Recently an article in the New York Times dated January 25, 2010 caught my attention; the title – “Insurer Steps Up Fight to Control Health Care Cost”. With regard to this publication, I state as President Obama did in his healthcare speech late last year, “that this issue must be resolved before healthcare can be delivered with the primary objective of providing the best possible care available, directly to patients.”
Increasingly, in my office practice the single most pervasive and negative factor each day are the therapeutic restrictions imposed by insurance carriers. In my personal opinion, patients are entitled to the best care available for any particular problem. This should be the basic platform of quality healthcare, yet insurance carriers have become increasingly obstructive in allowing this process to take its course. If the proposed mode of treatment is not covered, permission to initiate treatment is invariably delayed. Consequently, the healing process is prolonged, is generally less effective, the condition may become chronic and the cost of care is substantially increased. Currently, my office requires one full-time secretary to assist patients in attempting to resolve these issues in order to permit the initiation of proper treatment.
For example – just 3 weeks ago, a patient presented on a Saturday morning having sustained a severe skiing injury to the right shoulder on the previous day. At the resort where this occurred, an X-ray had been taken and interpreted as being normal. The patient was provided with analgesics and a sling and was sent home. On the Saturday morning following the injury of the previous day, the patient presented at our clinic in acute distress. Over the next 3 weeks, 12 laser therapy sessions were administered. This resulted in complete resolution of the problem.
An orthopedic consult, requested initially, has still not reached the head of the waiting line. An MRI performed 2 weeks after treatment had been initiated, reported the presence of a Hill-Sachs fracture and extensive ligamentous and other soft tissue damage.
If the parents of this 15 year old boy had not been willing to short-circuit the system, institution of therapy would have been delayed, the course of treatment prolonged with undoubtedly a less than an optimal outcome. This is a clear-cut example where early treatment consistently applied and monitored can achieve an optimal result, devoid of any other considerations. It has still not been determined whether there is insurance coverage although both parents are high level professionals and are “supposedly” covered by several insurance policies. Incidentally, the patient has made a complete recovery, including a normal pain-free range of motion of the left shoulder, while the insurance battle rages on.

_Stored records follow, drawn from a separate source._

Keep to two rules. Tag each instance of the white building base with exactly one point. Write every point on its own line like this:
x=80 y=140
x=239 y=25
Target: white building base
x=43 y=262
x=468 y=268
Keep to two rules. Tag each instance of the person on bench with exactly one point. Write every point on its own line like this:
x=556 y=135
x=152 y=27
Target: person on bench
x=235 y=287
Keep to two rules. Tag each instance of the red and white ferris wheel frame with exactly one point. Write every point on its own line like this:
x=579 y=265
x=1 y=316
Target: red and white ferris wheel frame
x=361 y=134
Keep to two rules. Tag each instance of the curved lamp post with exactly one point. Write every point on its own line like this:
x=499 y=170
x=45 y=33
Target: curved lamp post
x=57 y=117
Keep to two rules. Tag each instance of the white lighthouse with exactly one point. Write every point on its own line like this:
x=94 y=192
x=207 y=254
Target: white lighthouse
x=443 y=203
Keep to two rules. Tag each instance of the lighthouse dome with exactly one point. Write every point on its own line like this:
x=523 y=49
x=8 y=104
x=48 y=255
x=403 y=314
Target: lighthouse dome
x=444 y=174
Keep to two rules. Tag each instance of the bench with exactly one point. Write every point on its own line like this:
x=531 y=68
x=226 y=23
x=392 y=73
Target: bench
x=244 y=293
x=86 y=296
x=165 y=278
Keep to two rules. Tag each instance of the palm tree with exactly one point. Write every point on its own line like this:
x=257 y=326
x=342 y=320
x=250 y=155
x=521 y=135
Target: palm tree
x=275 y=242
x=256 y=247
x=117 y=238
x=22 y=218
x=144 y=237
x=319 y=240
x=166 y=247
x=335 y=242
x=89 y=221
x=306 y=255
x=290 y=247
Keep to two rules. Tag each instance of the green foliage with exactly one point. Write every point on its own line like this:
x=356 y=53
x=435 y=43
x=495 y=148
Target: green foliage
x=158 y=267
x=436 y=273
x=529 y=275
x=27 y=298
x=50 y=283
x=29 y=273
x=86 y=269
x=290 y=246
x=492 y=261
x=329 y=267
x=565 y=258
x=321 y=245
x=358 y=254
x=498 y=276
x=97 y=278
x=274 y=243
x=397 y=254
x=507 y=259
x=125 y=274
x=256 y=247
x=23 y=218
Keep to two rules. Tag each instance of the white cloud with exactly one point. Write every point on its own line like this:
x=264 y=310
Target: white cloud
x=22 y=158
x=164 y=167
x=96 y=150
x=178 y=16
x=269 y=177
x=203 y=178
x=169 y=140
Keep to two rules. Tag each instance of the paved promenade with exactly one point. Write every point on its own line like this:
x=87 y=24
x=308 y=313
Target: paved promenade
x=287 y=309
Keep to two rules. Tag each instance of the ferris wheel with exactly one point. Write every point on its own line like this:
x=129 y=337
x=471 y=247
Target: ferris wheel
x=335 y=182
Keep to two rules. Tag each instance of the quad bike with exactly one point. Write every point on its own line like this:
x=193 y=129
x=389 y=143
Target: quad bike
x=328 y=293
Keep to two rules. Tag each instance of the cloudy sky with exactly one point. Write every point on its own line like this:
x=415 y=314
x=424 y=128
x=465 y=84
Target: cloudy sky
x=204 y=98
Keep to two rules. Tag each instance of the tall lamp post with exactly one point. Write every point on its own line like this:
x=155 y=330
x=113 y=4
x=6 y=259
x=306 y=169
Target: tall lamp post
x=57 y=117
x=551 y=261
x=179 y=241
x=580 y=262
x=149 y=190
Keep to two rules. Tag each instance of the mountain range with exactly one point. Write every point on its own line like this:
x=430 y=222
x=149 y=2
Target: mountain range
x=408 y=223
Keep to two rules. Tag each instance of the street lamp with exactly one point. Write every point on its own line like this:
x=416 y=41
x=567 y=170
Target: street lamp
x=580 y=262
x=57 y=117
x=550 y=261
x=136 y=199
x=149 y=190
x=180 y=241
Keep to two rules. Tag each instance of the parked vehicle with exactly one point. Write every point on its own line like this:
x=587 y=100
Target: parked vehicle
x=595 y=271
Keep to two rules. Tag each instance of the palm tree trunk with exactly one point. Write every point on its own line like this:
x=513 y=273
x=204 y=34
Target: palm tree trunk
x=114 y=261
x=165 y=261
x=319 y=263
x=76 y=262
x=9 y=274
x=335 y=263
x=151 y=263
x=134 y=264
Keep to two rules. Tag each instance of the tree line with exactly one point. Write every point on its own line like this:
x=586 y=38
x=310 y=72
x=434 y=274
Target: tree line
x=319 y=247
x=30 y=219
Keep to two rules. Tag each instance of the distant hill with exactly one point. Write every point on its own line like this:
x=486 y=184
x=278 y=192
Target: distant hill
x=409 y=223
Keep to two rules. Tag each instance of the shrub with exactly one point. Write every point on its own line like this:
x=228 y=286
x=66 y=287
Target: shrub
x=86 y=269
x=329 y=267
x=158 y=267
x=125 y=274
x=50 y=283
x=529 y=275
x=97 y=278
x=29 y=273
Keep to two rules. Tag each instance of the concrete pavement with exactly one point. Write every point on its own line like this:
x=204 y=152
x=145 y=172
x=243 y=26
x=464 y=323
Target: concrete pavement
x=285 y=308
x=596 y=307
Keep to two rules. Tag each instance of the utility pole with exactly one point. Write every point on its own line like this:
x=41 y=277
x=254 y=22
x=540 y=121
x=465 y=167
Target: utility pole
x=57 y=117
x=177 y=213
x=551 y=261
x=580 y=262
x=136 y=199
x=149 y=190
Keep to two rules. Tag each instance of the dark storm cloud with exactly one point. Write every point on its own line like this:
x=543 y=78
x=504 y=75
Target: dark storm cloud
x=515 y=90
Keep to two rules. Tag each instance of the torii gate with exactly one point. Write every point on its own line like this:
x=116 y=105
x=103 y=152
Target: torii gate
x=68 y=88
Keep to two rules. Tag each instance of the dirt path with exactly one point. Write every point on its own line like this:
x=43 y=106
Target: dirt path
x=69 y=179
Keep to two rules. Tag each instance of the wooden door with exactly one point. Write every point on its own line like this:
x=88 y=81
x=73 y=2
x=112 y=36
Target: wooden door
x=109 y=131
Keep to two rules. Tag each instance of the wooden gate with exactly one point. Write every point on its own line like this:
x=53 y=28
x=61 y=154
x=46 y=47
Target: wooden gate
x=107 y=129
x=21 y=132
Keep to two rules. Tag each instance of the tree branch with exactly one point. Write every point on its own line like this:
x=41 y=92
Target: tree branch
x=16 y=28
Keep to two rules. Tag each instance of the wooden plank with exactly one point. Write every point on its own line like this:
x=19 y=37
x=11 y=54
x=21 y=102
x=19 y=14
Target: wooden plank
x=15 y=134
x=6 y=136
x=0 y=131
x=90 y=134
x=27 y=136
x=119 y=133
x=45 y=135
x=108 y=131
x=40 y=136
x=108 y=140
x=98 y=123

The hours of secretarial time wasted on paperwork and telephone calls required in order to stimulate carriers to honour their obligation is becoming increasingly complex and invasive. As we all know from personal experience insurance companies and their sales minions are happy to sell policies and collect premiums. Their glowing ads promise security, unlimited benefits and infiltrate the media at all levels. At the same time, the series of hurdles imposed on the way to compensation is becoming insurmountable. These imposed economics overshadow the need for both urgent and high quality care, which should be the primary concern. The result – an impasse in the delivery of healthcare, strangled by carriers primarily interested in profit margins. The ramifications of this state of affairs are negative from every perspective, particularly when an immediate and positive approach is so essential. No one appears to be pro-active in the struggle to correct these deficiencies, which play a major role in the breakdown of healthcare delivery systems. Before we can continue to move forward in a positive manner, this impediment must be removed.